Search code examples
algorithmnlphidden-markov-modelsmarkov

Why use hidden Markov model vs. Markov model in Baum Welch algorithm


So I am trying to build the Baum Welch algorithm to do parts of speech tagging for practice. However, I am confused about using a hidden Markov Model vs. a Markov Model. Since it seems that you are losing context moving from state to state. Since the output of the last state isn't taken into account when moving to the next state. Is it just to save memory?

edit: added an example for clarity

For example if two states, A and B output a 0 or 1 there will be 4 state transitions and 2 obseravation possibilities for each state, which can be can be made into 8 transitions if you mix each pair of incoming transitions with it's state's obseravation probabilities. But my hang up is why not initially train a machine with four states {(A,1),(B,1),(A,2),(B,2)} with 16 transitions. I am quite new to nlp so I wondering if I am unaware of some algorithmic redundancy that hard to see without harder math.

Since it seems that one loses the information of what the transitions will be when of the last A was 1 vs. 2. But I'm wondering if the training algorithms might not need that information.

https://en.wikipedia.org/wiki/Baum%E2%80%93Welch_algorithm

Thanks for the information.


Solution

  • It's not just to save memory, it's to provide a better model of what is really going on. In the case of text, you believe that there is an underlying grammar which says that this word is being used as a noun, and that word is being used as a verb, but you don't get labels that say this and it isn't always obvious from the data. E.g. - looking at what I have just typed, better is an adjective in "a better model" but if I am using stack overflow to better myself, I have just used better as a verb. So whether better is an adjective or a verb is a hidden state and a realistic model will reflect this.

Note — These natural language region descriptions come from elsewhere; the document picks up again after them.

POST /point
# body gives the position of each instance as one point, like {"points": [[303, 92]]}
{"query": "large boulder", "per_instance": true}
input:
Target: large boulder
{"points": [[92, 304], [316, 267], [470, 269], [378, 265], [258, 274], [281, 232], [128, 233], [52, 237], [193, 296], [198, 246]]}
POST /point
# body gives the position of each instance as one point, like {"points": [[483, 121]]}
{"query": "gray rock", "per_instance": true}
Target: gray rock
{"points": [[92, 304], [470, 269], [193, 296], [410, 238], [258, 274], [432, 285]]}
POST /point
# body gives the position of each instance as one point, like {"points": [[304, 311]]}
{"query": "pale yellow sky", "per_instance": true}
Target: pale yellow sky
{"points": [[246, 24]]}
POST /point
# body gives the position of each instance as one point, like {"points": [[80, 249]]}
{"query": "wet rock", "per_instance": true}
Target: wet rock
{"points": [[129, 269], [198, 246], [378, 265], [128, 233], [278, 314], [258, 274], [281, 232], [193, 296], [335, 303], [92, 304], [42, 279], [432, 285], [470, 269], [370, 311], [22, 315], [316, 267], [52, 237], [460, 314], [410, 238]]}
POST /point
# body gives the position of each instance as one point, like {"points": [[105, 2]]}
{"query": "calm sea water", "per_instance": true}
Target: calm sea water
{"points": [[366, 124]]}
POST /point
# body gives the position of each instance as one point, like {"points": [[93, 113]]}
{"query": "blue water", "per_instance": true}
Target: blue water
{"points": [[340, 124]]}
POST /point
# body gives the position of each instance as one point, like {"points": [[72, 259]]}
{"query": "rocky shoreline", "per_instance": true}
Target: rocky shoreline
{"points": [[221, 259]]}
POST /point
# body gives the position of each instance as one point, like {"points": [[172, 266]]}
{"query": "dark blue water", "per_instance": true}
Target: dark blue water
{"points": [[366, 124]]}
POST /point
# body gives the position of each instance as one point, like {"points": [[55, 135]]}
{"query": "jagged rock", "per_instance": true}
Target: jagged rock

    Hidden markov models are also flexible enough that if you really don't have any hidden state, you can create a degenerate sort of hidden markov model that reflects this. For instance, if every hidden state can produce only one possible output, and no two hidden states can ever produce the same output, then you have a hidden markov model in which you can always predict the so-called hidden state from the output and vice versa. It will be very easy to fit the parameters of this, but it probably won't be as good at modelling reality as a proper hidden markov model.